The judgment dwelt on questions of whether marriage was indeed a fundamental right, whether legislative intent would be served by including queer marriage under the SMA, whether the interest of the child would be served if queer parents could adopt and, centrally, whether the judiciary was the appropriate forum for seeking marriage equality. However, one of its key lines of reasoning rested on existing gendered provisions within the SMA and the danger of losing those hard-won protections for women. This raised the question: in the context of a queer marriage, who would these provisions apply to?

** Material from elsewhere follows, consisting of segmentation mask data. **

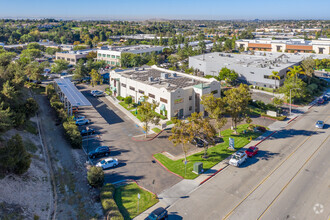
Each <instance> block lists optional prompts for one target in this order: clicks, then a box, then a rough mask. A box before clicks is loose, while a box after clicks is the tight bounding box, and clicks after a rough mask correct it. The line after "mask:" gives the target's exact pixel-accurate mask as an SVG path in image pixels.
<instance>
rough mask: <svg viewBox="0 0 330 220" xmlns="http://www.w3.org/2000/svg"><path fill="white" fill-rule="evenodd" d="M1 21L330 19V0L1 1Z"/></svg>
mask: <svg viewBox="0 0 330 220" xmlns="http://www.w3.org/2000/svg"><path fill="white" fill-rule="evenodd" d="M0 3H1V5H0V17H1V18H62V19H107V20H108V19H122V20H132V19H138V20H140V19H153V18H158V19H211V20H213V19H214V20H230V19H246V20H252V19H265V20H267V19H330V13H329V9H330V0H313V1H310V0H309V1H307V0H42V1H41V0H0Z"/></svg>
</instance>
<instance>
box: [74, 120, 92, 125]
mask: <svg viewBox="0 0 330 220" xmlns="http://www.w3.org/2000/svg"><path fill="white" fill-rule="evenodd" d="M88 123H89V120H88V119H86V118H84V119H80V120H77V121H76V125H78V126H80V125H87V124H88Z"/></svg>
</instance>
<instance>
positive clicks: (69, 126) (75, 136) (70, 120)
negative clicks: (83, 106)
mask: <svg viewBox="0 0 330 220" xmlns="http://www.w3.org/2000/svg"><path fill="white" fill-rule="evenodd" d="M63 128H64V130H65V135H66V137H67V138H68V140H69V142H70V144H71V146H72V147H73V148H80V147H81V144H82V137H81V135H80V132H79V130H78V126H77V125H76V123H75V122H74V121H72V120H70V121H66V122H64V123H63Z"/></svg>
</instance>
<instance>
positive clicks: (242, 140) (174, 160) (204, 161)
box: [154, 124, 262, 179]
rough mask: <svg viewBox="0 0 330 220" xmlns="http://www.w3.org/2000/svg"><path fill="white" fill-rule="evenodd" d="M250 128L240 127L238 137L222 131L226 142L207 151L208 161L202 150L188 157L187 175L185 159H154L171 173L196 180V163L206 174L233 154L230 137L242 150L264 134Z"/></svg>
mask: <svg viewBox="0 0 330 220" xmlns="http://www.w3.org/2000/svg"><path fill="white" fill-rule="evenodd" d="M248 126H249V125H248V124H244V125H239V126H238V128H237V132H238V134H237V135H235V134H233V132H234V131H233V130H230V129H227V130H224V131H222V132H221V135H222V137H223V140H224V142H222V143H220V144H218V145H216V146H214V147H210V148H209V149H208V151H207V153H208V156H209V157H208V158H207V159H204V158H202V156H203V155H204V150H203V149H201V152H199V153H196V154H193V155H191V156H188V157H187V160H188V163H187V167H186V174H185V165H184V162H183V161H184V158H182V159H179V160H171V159H169V158H168V157H166V156H165V155H163V154H162V153H158V154H155V155H154V158H156V159H157V160H158V161H159V162H160V163H162V164H163V165H164V166H165V167H166V168H167V169H168V170H170V171H171V172H173V173H176V174H178V175H180V176H181V177H183V178H186V179H194V178H196V177H197V176H198V174H196V173H193V172H192V171H193V165H194V163H196V162H202V163H203V169H204V172H205V171H206V170H208V169H210V168H212V167H213V166H214V165H216V164H218V163H219V162H220V161H222V160H224V159H225V158H227V157H228V156H230V155H231V154H232V153H233V151H231V150H228V146H229V137H231V138H233V139H234V142H235V148H236V149H241V148H242V147H244V146H245V145H247V144H248V143H250V139H255V138H257V137H259V136H260V135H261V134H262V132H254V131H249V130H248ZM244 130H245V131H246V132H245V133H244V132H243V131H244Z"/></svg>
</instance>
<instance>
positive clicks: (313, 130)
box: [223, 116, 330, 219]
mask: <svg viewBox="0 0 330 220" xmlns="http://www.w3.org/2000/svg"><path fill="white" fill-rule="evenodd" d="M329 117H330V116H328V117H327V119H326V120H325V122H327V121H328V119H329ZM316 130H318V129H317V128H314V130H312V131H316ZM277 134H278V133H277ZM311 137H312V136H309V137H307V138H306V139H305V140H304V141H303V142H302V143H301V144H299V145H298V147H296V149H294V151H293V152H291V153H290V154H289V156H287V157H286V158H285V159H284V160H283V161H282V162H281V163H280V164H279V165H277V166H276V167H275V169H274V170H273V171H272V172H270V173H269V174H268V175H267V176H266V177H265V178H264V179H263V180H262V181H261V182H260V183H259V184H258V185H257V186H256V187H254V189H252V190H251V191H250V192H249V193H248V194H247V195H246V196H245V197H244V198H243V199H242V200H241V201H240V202H239V203H238V204H237V205H236V206H235V207H234V208H233V209H232V210H231V211H230V212H229V213H228V214H227V215H226V216H225V217H224V218H223V219H228V217H229V216H230V215H231V214H232V213H233V212H234V211H235V209H237V207H238V206H240V205H241V204H242V203H243V202H244V201H245V200H246V199H247V197H249V196H250V195H251V194H252V193H253V192H254V191H256V190H257V189H258V188H259V186H261V185H262V184H263V183H264V182H265V181H266V180H267V179H268V178H269V177H270V176H271V175H272V174H273V173H274V172H275V171H276V170H278V169H279V168H280V167H281V166H282V165H283V163H285V162H286V161H287V160H288V159H289V158H290V157H291V156H292V155H293V154H294V153H295V152H296V151H297V150H298V149H299V148H300V147H301V146H302V145H303V144H305V143H306V141H308V140H309V139H310V138H311Z"/></svg>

The court’s reasoning thus inadvertently highlighted the centrality of gender unequal roles within marriage. For example, the age of consent is 18 years for women and 21 for men, upholding an asymmetry in life experience and entrenching gendered roles. Further, while the court was rightly hesitant to alter gendered protections – such as gendered provisions for alimony and regarding domestic violence – these issues demonstrate the radical nature of the challenge marriage equality poses to marriage laws. Taking these issues seriously, would force law to grapple with questions of financial, mental and physical abuse outside the neat categories of male (abuser) and female (abused).

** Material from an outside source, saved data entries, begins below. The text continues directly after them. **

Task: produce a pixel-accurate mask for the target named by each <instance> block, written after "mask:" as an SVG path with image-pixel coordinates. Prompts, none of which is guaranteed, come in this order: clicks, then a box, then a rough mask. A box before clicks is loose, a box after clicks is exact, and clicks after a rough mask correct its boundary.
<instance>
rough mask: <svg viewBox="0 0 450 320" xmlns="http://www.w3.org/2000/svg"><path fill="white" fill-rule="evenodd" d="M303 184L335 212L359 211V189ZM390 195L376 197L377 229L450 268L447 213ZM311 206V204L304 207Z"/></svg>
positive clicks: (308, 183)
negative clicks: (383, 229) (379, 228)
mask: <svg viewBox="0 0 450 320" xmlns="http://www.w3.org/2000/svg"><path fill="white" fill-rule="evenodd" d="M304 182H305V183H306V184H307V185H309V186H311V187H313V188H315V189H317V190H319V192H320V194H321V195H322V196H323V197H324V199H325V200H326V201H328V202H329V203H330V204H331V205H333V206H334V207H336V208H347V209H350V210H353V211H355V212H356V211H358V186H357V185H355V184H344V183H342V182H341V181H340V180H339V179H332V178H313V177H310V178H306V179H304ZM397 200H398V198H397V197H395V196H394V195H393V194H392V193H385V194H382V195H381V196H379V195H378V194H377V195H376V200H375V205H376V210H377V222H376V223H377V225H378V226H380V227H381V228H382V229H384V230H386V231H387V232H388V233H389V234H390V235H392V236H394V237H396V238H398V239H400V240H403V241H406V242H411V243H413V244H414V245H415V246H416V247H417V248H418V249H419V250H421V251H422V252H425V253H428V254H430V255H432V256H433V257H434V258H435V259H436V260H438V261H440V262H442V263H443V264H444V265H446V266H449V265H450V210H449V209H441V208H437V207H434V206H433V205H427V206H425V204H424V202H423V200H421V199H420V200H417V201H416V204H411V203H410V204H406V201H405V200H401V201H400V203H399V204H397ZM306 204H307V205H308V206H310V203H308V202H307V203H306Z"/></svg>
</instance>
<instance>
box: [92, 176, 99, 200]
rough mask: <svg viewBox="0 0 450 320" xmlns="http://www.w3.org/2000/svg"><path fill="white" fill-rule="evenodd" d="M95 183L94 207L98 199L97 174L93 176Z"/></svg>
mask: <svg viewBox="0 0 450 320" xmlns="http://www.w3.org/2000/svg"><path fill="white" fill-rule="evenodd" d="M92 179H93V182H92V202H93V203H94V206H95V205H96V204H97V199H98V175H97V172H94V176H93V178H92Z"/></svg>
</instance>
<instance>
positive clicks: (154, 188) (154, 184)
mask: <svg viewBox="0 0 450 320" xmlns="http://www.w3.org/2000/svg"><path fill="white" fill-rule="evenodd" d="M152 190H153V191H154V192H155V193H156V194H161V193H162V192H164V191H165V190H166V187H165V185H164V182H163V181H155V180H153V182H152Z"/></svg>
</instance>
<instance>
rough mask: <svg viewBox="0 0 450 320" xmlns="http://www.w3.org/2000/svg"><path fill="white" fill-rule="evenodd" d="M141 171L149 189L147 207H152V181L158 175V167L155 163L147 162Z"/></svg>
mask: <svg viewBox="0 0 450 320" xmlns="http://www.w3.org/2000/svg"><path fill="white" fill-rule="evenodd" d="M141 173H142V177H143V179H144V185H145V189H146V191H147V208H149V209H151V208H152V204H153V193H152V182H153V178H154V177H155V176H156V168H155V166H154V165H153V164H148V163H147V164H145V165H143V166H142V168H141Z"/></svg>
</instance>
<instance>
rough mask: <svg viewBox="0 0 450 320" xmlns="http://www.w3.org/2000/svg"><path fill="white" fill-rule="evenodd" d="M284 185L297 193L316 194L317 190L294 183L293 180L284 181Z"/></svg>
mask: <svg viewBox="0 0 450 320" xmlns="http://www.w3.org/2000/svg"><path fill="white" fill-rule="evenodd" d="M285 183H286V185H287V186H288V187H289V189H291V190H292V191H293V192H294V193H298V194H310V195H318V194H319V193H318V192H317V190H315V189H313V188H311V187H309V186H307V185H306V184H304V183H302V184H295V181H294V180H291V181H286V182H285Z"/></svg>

The judgment noted that several other statutes’ operation would be affected by making marriage gender equal. Though it did not explicitly point this out, these statutes include the recently enacted ‘Love Jihad’ laws. Additionally, the particular use of Habeas Corpus along with statutory rape provisions to criminalize young men and ‘recover’ young women from unions of their choice against their families’ wishes would also be affected. Thus, making marriage gender neutral would result in several legal avenues for policing intimacy being lost to familial networks of control.
In the course of the Marriage Equality judgment, the Supreme Court also upheld the right of trans people to marry, as secured through the Arunkumar judgment in the Madras High Court in 2019, under the Hindu Marriage Act. As several commentators have argued, this was possible because of several preceding judgments, including the NALSA judgment and the passage of the Transgender Persons (Protection of Rights) Act, 2019. Arguably, the space for securing rights is hard-won and incremental, through repeated petitioning and legal manoeuvres.
As the messy history of personal law bears out, the law both entrenches systems of power and provides tools and means to challenge them. For instance, Christian women in India secured divorce rights denied to them under the law through the judiciary. Similarly, under Muslim law, women were granted more secure maintenance rights through creative interpretation by the judiciary. The securing of marriage rights for trans people (in apparently heterosexual marriages) can be seen as a similar instance of incremental change in the longer process of queering.
While the judgment did not secure marriage equality, could the process of seeking it itself be seen as a queering that challenges the policing of marriage, its gendered nature and creates ways to democratize family?